A reader’s inquiry last week prompted a new look at a familiar subject: unsolicited telephone calls from marketers, researchers and politicians.
The caller believed she had received annoying calls too late in the evening.
There are Do Not Call rules but there is also confusion because of many exemptions.
• A phone put on the federal Do Not Call list becomes permanently registered. To register or verify, go online to www.donotcall.gov or call 888-382-1222.
• Both a land line and cell phone number can be put on the Do Not Call registry.
• Robocalls (made with automated dialers) are prohibited from calling cell-phone numbers, according to the Federal Communications Commission. Unsolicited text messages are also not allowed. You can complain online at https://esupport.fcc.gov/ ccmsforms/form1088.action?form_type=1088C .
Nearly all telemarketing robocalls have been illegal since Sept. 1, 2009, according to the Federal Trade Commission.
The FTC has launched a website, www.ftc.gov/ robocalls, to help consumers battle robocalls.
You can report numbers on your caller ID received from entities identified as “Rachel” or “Card Services,” which have been a particular problem and are illegally calling people, to www.donotcall.gov or 877-FTC-HELP (877-382-4357), where you can get a live person. The “Rachel” calls might ask about credit-card debt and offer services.
• Registering a number will not stop all calls but will stop most telemarketing that tries to sell a product. If you have a business relationship with them, they are allowed to call you. You can ask to be put on their own Do Not Call list and they must comply.

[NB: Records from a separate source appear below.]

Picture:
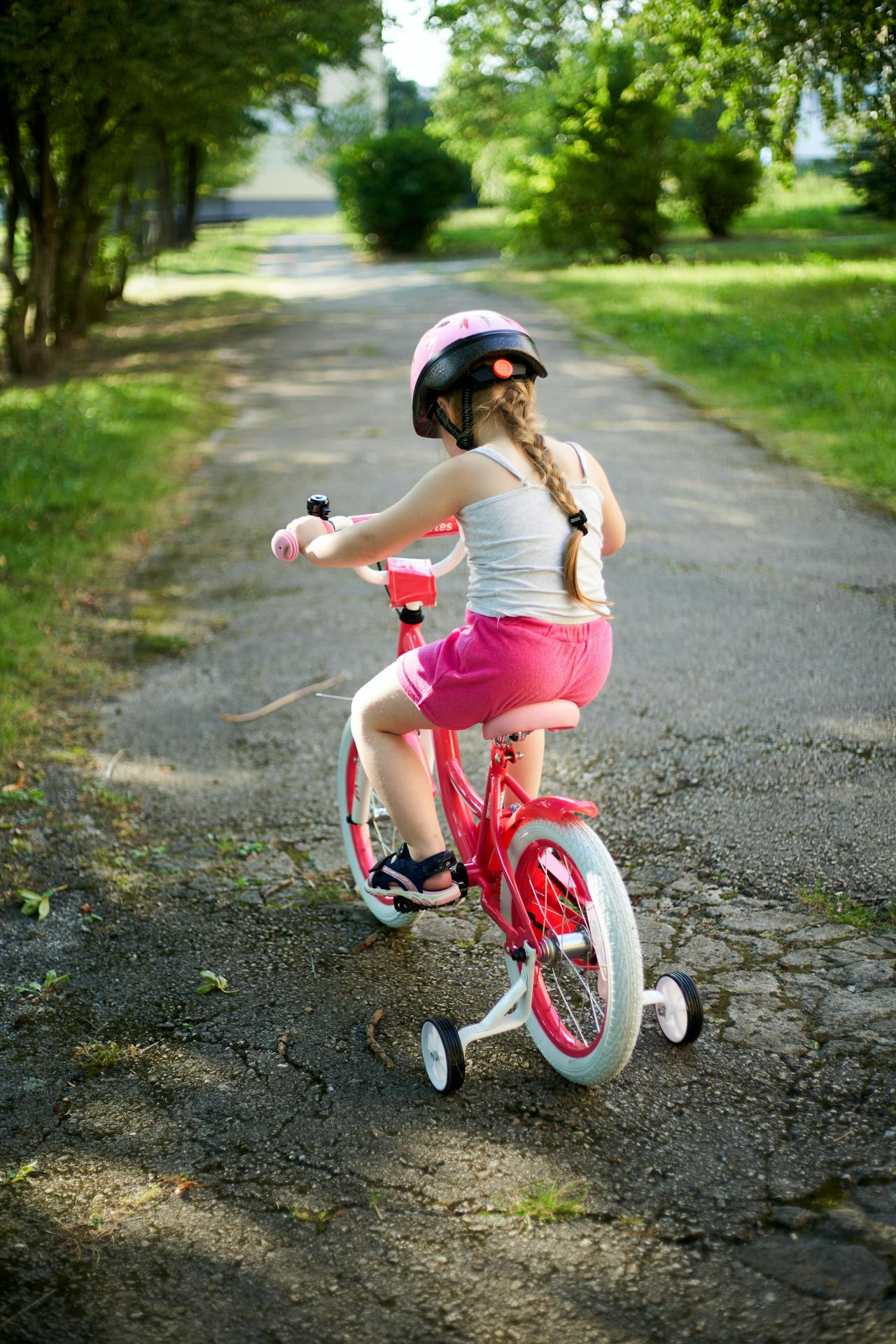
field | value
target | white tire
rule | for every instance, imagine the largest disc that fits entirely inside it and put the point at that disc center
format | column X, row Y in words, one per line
column 584, row 1016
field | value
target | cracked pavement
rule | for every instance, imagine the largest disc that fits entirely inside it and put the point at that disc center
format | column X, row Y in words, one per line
column 258, row 1174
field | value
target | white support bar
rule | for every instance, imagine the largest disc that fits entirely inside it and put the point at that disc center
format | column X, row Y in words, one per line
column 512, row 1009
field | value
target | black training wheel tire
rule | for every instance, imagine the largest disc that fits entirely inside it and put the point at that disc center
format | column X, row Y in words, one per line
column 442, row 1054
column 682, row 1025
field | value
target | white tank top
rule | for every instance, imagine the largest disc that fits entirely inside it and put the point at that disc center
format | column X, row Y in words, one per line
column 514, row 545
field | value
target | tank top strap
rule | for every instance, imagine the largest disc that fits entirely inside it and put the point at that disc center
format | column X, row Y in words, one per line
column 580, row 454
column 501, row 460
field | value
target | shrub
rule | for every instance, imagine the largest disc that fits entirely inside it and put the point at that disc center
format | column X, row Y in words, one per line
column 720, row 178
column 394, row 188
column 598, row 186
column 869, row 166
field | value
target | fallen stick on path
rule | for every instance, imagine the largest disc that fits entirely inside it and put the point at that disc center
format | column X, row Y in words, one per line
column 285, row 699
column 372, row 1043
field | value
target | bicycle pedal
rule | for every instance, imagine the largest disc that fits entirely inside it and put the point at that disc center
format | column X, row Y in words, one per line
column 407, row 906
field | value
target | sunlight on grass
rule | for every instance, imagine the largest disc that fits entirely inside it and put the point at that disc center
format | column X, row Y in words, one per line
column 86, row 463
column 799, row 353
column 234, row 249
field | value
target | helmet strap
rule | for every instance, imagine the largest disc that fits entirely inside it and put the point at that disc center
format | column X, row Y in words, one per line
column 463, row 436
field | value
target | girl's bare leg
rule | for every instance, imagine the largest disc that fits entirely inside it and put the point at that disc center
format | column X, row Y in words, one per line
column 382, row 714
column 527, row 772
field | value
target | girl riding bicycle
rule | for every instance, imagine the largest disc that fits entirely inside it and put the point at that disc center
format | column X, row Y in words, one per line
column 538, row 515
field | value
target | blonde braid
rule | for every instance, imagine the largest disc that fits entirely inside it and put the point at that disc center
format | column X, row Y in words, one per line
column 514, row 405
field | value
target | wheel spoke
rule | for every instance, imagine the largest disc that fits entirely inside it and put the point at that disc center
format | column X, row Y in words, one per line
column 558, row 902
column 568, row 1007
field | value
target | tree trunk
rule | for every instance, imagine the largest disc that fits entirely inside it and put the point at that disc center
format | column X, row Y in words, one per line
column 89, row 302
column 45, row 245
column 191, row 185
column 122, row 244
column 167, row 225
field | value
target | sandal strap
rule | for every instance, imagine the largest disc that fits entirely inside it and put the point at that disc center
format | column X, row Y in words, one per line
column 412, row 870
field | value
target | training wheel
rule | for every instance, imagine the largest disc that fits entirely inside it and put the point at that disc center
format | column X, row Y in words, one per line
column 442, row 1054
column 681, row 1015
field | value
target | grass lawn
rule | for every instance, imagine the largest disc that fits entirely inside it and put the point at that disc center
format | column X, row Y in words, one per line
column 788, row 328
column 92, row 461
column 234, row 249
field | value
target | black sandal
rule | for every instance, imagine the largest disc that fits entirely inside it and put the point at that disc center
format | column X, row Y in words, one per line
column 402, row 874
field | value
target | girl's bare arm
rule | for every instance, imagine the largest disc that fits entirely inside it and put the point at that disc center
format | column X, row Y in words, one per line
column 440, row 495
column 614, row 524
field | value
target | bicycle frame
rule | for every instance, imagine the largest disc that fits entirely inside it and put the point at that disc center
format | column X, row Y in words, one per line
column 480, row 825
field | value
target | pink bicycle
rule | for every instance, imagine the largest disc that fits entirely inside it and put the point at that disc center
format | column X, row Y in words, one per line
column 571, row 944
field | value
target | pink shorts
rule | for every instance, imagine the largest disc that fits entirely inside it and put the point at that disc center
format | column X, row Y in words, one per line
column 498, row 663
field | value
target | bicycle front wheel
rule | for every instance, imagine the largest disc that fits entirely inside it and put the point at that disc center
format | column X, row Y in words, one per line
column 368, row 834
column 587, row 1000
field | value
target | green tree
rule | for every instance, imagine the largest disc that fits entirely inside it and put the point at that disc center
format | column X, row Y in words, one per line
column 501, row 54
column 104, row 100
column 596, row 181
column 720, row 178
column 394, row 188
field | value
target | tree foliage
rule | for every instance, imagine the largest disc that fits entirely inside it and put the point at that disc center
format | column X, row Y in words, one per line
column 394, row 188
column 596, row 181
column 720, row 178
column 501, row 54
column 106, row 101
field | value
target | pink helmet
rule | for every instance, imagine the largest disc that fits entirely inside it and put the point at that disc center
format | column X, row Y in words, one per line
column 453, row 347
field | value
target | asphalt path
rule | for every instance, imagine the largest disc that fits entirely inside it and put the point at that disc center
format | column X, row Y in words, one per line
column 742, row 755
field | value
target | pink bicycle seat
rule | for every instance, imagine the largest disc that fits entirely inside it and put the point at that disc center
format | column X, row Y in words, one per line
column 547, row 714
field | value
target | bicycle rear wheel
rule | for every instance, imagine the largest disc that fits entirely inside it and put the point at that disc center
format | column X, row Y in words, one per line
column 368, row 834
column 586, row 1004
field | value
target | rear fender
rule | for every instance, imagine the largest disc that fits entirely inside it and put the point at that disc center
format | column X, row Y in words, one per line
column 552, row 809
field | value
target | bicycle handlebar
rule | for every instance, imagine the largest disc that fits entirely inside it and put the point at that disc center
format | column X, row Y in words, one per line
column 285, row 546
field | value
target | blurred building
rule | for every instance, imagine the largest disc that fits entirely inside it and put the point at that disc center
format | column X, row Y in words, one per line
column 280, row 183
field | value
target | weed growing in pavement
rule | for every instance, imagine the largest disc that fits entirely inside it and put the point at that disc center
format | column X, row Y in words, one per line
column 232, row 848
column 109, row 799
column 15, row 1175
column 36, row 904
column 841, row 910
column 11, row 794
column 209, row 981
column 546, row 1202
column 97, row 1057
column 314, row 1215
column 41, row 991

• Calls made from political organizations, charities and telephone surveyors, or on behalf of them, are permitted.
So that brings me to survey calls and a complaint from a mother of young children who said she received at least four calls after 9 p.m. and as late as 9:30 p.m. in the last month. She was under the impression — as I was — that the Do Not Call rules limited calls to between 8 a.m. and 9 p.m.
But the FTC and FCC say that organizations exempt from the Do Not Call rules, such as political and survey calls, have no time-of-day rules.
One call at 9:17 p.m. was from the Center for Marketing Opinion and Research, an Akron firm that surveys opinions. That call was on behalf of the University of Akron’s Bliss Institute of Applied Politics, working on a project with the Beacon Journal on civility issues.
Michelle Henry, president of the research firm, said the general industry rule is not to call beyond 10 p.m., but her firm and others stop at 9 or 9:30.
Steve Brubaker, chief of staff for InfoCision, a Bath Township company that makes calls on behalf of businesses, charities and politicians, said his firm stays within the 8 a.m.-to-9 p.m. time frame, even if its clients are exempt.
Finding the right time to make phone calls, specifically calls surveying people’s opinions for research and polls, is difficult, Henry said.
“Some people don’t like to be called at dinner, others don’t like to be called during prime-time TV and still others don’t like to be called while putting the kids to bed or after 9, when they may be taking a few minutes after a busy day to relax,” she said.
Henry said for survey and polling calls in particular, it’s an important part of the democratic process.
“This isn’t all bad. Being asked to give your opinion without debate, judgment or disapproval is uncommon and gives us a chance to share what we think about important topics and allows us to take part in public discussions about those issues that shape the future of our communities and the country,” she said.
With that said, Henry has some tips for consumers. If you don’t want to participate in the survey, don’t just hang up or tell them you are not interested.
Since it’s important for the quality of the data for different perspectives to be collected, if you don’t specifically tell the person not to call you again, you should expect to get called again, Henry said.
If you want to participate, but it’s a bad time, give the caller a better time to call back.